Last Friday, CrowdStrike was at the center of a major IT outage — an event that led to a massive selloff in the company’s shares. The cybersecurity company’s valuation continued to slide this week as investors and analysts assessed the potential consequences of a major system failure on the business.

CrowdStrike’s update on major IT outage doesn’t reassure investors

Due to a bug in the automatic update that CrowdStrike rolled out last Friday, millions of computers using MicrosoftCrowdStrike’s Windows operating system was shut down last week. CrowdStrike has emerged as a leading provider of endpoint protection and other related services. Cyber ​​Security ServicesBut last week’s massive IT meltdown has raised questions about the company’s systems, performance expectations and valuation.

CEO George Kurtz provided an update on Thursday saying that 97% of Windows sensors that were shut down during the outage the previous week were now working again. Unfortunately, the recovery has done little to calm concerns among investors and analysts.

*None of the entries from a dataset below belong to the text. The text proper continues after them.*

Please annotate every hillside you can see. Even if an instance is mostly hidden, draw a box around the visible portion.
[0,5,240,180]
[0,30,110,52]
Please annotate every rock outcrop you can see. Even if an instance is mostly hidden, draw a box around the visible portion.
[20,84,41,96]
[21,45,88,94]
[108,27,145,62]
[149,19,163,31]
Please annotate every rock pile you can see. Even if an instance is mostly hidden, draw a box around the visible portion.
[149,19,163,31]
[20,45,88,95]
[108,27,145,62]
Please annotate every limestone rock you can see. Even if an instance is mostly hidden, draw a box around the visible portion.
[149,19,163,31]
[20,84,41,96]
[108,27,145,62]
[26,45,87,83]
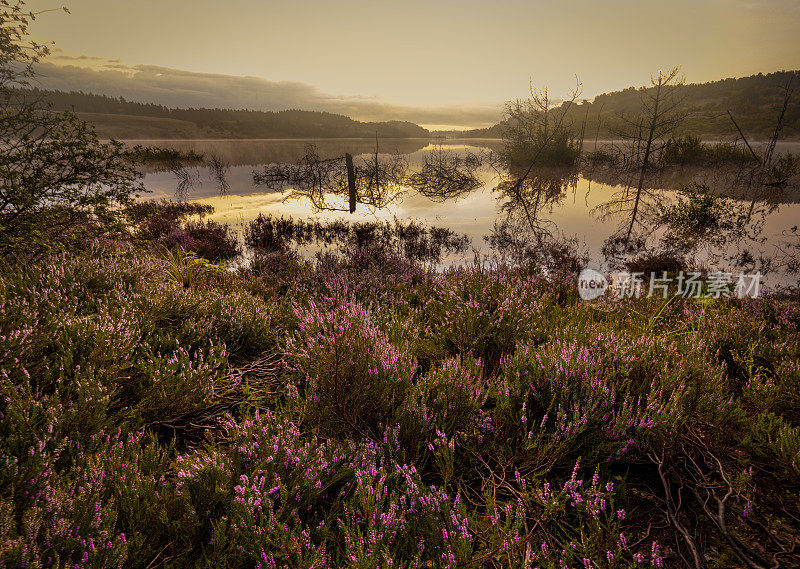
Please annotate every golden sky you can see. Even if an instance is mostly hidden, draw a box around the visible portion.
[23,0,800,127]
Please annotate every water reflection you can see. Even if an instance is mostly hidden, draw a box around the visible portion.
[138,140,800,284]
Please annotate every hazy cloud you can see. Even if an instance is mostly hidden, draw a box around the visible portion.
[32,62,501,127]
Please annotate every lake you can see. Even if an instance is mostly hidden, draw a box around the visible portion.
[132,139,800,284]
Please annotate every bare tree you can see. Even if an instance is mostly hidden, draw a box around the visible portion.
[598,67,686,240]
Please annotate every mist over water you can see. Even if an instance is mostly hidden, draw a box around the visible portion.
[137,139,800,284]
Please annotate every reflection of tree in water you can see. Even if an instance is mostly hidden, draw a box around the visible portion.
[253,141,481,212]
[485,168,588,272]
[253,144,407,211]
[494,168,578,239]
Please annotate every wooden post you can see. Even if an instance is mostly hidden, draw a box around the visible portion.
[344,152,356,213]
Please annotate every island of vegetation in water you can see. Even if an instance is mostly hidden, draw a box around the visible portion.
[0,1,800,569]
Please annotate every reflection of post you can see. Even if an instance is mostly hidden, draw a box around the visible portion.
[344,152,356,213]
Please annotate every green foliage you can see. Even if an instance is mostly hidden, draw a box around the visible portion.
[0,2,143,256]
[661,135,756,166]
[0,247,800,568]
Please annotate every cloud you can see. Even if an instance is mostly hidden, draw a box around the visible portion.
[32,61,501,127]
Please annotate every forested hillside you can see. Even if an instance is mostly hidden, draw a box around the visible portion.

Analysts Lower Price Targets on CrowdStrike

Wednesday, City Group CrowdStrike issued a note maintaining a buy rating on the company’s stock. On the other hand, lead analyst Fatima Bolani lowered the company’s one-year price target to $345 per share from $425 per share. If CrowdStrike hits that target, it would represent an upside of about 35% from the company’s current share price. But Bolani also highlighted the risk of CrowdStrike falling to $170 per share.

In a memo published on Thursday, Barclays Barclays has cut its one-year price target on CrowdStrike from $400 per share to $285 per share. Based on the cybersecurity company’s stock price at market close today, that implies an upside potential of about 11%. While Barclays maintained an Overweight rating on CrowdStrike stock, the dramatic downward revision to the stock’s price target suggests that the disruption will continue to present significant headwinds to the valuation.

In an optimistic scenario, Barclays sees CrowdStrike’s share price rising back to $310 over the next year. But the firm also sees a risk that the share price could fall to $210.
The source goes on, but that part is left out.